Judges Reunite Texas Congressional District

A three-judge federal panel on Friday reunited Webb County into one congressional district, solidifying Hispanic voting strength in South Texas.

The U.S. Supreme Court remanded the map to the three-judge federal panel to redraw the sprawling 23rd Congressional District, which it ruled in June unconstitutionally diluted Hispanic voting strength.

"These changes restore Latino voting strength to District 23 without dividing communities of interest," the judges said.

The panel reunited Webb County, which includes the majority-Hispanic city of Laredo, and placed it entirely in the 28th Congressional District, which is adjacent to the 23rd District. It added portions of Bexar County, which includes San Antonio, to the 23rd District.

The district stretches from Laredo to El Paso County and north to San Antonio. The high court ruled that the district boundaries drawn by Republican state legislators in 2003 diminish Hispanic voting power because a large cluster of Webb County Hispanics were divided into two different congressional districts.

The new plan also moves Kerr, Kendall, Bandera, and Real counties into the 21st Congressional District, represented by Republican Lamar Smith of San Antonio.

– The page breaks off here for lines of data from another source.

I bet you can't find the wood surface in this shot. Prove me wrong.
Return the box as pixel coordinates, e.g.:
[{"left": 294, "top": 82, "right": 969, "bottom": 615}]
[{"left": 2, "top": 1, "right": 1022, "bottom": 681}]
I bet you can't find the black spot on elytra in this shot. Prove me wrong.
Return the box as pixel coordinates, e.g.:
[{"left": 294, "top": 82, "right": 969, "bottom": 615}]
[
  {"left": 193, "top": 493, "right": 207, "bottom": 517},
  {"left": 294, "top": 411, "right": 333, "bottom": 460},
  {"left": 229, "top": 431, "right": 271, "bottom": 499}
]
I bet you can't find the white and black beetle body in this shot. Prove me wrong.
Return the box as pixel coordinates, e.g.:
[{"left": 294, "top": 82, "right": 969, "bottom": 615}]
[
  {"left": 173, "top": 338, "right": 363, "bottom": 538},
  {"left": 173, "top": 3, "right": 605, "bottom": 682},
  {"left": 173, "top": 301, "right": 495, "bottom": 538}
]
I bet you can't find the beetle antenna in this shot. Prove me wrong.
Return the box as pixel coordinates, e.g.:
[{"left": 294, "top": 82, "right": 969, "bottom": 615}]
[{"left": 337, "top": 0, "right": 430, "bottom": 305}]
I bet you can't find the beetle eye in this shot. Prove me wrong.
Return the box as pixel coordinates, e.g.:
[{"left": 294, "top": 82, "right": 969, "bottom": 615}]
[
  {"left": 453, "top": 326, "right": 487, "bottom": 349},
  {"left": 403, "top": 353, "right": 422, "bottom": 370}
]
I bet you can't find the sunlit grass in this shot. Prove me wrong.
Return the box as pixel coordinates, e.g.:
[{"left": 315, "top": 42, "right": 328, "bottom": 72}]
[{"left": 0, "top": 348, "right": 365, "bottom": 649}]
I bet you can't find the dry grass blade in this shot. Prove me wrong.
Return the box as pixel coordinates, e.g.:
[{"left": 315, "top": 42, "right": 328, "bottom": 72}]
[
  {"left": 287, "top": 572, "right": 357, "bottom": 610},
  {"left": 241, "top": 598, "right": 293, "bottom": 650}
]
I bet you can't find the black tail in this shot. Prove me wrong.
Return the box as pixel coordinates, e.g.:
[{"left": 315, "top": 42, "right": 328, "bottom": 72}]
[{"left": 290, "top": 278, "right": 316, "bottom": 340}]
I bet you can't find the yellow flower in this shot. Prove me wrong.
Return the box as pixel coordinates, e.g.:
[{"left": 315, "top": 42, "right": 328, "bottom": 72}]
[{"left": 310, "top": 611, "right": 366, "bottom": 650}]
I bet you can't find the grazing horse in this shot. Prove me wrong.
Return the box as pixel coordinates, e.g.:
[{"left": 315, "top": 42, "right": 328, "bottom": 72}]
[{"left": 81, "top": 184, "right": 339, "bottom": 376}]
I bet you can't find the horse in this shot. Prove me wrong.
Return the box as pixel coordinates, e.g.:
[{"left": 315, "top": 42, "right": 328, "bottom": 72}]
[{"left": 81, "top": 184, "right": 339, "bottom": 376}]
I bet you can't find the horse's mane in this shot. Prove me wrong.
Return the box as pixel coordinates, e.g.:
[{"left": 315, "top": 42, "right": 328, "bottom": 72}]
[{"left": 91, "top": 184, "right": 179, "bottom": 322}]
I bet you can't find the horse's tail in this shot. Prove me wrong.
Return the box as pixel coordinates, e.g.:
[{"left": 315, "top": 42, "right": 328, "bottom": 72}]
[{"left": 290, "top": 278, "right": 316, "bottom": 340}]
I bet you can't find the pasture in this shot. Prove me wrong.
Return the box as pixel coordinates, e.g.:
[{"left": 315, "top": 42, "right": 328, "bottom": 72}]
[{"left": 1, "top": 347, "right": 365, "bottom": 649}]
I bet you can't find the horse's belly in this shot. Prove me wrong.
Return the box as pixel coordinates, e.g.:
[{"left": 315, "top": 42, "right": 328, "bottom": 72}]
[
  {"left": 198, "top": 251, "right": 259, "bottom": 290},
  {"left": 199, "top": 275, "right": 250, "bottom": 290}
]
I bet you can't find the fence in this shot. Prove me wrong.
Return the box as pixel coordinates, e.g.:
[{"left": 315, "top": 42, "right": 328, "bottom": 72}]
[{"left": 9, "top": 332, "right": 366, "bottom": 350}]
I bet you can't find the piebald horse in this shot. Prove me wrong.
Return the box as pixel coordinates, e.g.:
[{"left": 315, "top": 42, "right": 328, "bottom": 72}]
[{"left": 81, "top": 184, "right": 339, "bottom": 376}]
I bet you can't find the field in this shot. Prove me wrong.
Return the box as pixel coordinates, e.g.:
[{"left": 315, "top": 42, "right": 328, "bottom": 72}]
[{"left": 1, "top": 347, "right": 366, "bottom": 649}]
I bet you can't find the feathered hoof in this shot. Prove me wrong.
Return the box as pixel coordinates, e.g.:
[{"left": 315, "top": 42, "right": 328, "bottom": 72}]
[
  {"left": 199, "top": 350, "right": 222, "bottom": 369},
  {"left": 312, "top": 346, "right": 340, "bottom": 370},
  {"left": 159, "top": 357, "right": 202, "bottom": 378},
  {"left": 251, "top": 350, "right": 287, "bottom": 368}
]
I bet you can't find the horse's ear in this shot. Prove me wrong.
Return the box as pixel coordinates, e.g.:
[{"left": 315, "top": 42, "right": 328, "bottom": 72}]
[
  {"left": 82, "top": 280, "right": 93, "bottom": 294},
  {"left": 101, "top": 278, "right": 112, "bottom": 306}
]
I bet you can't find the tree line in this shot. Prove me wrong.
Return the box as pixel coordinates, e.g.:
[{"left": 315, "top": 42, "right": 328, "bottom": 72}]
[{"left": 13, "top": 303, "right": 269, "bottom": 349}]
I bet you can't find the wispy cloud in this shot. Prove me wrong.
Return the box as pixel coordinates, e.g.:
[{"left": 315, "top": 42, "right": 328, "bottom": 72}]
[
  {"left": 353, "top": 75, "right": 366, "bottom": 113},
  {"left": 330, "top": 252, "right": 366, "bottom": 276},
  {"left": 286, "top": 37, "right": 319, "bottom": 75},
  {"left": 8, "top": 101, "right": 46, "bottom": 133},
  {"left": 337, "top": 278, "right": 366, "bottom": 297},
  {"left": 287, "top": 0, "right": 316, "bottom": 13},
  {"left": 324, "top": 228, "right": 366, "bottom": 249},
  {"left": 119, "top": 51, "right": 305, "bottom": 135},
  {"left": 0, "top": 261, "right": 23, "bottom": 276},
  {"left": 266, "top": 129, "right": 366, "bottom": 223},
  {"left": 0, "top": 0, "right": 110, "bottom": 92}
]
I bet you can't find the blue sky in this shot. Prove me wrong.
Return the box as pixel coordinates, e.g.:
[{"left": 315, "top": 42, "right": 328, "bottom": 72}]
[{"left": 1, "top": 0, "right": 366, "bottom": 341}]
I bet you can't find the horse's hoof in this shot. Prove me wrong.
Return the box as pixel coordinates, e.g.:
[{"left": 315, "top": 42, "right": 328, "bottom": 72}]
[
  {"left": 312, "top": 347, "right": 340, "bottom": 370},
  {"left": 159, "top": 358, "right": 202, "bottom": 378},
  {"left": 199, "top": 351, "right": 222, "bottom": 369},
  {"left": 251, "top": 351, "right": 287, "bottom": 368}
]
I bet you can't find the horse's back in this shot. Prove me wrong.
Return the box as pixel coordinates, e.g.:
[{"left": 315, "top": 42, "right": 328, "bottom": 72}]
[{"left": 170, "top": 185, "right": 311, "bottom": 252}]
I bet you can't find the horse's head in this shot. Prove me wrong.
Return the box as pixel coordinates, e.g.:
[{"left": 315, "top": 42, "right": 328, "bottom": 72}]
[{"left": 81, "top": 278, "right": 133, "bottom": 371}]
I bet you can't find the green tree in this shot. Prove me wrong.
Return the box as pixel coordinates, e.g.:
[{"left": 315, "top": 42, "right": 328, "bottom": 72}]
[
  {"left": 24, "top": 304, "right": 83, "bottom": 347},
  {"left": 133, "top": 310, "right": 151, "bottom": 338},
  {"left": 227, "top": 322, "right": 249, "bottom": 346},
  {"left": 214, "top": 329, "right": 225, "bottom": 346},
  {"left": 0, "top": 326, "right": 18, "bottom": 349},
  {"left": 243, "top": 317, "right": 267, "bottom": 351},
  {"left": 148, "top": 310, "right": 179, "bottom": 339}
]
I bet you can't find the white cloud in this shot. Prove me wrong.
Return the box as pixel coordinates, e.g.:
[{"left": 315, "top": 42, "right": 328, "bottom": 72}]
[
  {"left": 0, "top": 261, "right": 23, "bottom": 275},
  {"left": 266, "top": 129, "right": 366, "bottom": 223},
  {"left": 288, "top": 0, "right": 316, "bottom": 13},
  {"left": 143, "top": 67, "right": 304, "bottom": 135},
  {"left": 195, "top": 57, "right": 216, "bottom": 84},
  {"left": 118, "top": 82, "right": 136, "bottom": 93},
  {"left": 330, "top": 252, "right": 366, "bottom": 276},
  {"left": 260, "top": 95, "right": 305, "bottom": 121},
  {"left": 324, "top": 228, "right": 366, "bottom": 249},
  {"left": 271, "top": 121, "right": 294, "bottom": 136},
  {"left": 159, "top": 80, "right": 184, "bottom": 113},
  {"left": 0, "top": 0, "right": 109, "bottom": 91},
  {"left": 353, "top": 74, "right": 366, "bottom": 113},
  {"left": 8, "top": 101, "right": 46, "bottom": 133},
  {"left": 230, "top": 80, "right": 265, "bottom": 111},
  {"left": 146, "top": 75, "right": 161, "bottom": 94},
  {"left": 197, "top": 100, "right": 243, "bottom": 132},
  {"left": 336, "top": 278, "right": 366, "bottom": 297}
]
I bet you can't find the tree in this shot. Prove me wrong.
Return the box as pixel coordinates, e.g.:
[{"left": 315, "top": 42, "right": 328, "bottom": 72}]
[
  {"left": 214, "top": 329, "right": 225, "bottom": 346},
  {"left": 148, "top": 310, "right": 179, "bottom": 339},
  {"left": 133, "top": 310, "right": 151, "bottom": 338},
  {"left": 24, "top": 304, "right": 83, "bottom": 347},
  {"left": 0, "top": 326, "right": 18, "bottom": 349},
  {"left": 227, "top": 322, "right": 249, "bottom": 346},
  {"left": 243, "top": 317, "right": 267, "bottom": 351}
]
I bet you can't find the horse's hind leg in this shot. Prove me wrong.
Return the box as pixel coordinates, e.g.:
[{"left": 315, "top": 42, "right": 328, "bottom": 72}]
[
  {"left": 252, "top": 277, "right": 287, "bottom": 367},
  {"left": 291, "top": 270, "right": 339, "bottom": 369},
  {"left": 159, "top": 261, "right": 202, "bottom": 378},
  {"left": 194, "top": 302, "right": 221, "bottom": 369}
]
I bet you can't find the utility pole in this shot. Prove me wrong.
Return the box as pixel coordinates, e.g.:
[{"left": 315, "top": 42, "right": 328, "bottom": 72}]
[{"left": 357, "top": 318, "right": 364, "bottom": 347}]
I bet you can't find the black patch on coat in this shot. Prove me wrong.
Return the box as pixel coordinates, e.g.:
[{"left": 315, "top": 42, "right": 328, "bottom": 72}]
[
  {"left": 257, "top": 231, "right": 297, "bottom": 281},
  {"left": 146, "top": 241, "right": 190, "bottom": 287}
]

The 23rd District, represented by Republican U.S. Rep. Henry Bonilla of San Antonio, under the map the judges issued Friday, has a 61 percent Hispanic voting age population, compared with 51 percent under the Republican-led redistricting. It also now will be more evenly divided between Democratic and Republican voters.

Under the new plan, all incumbents would remain in their current districts.

Because the districts have been redrawn after the primary elections, the seats are open now to anyone who wants to run. Candidates have until Aug. 25 to file for the race. A special election will be held alongside the general election for congressional seats in the affected districts.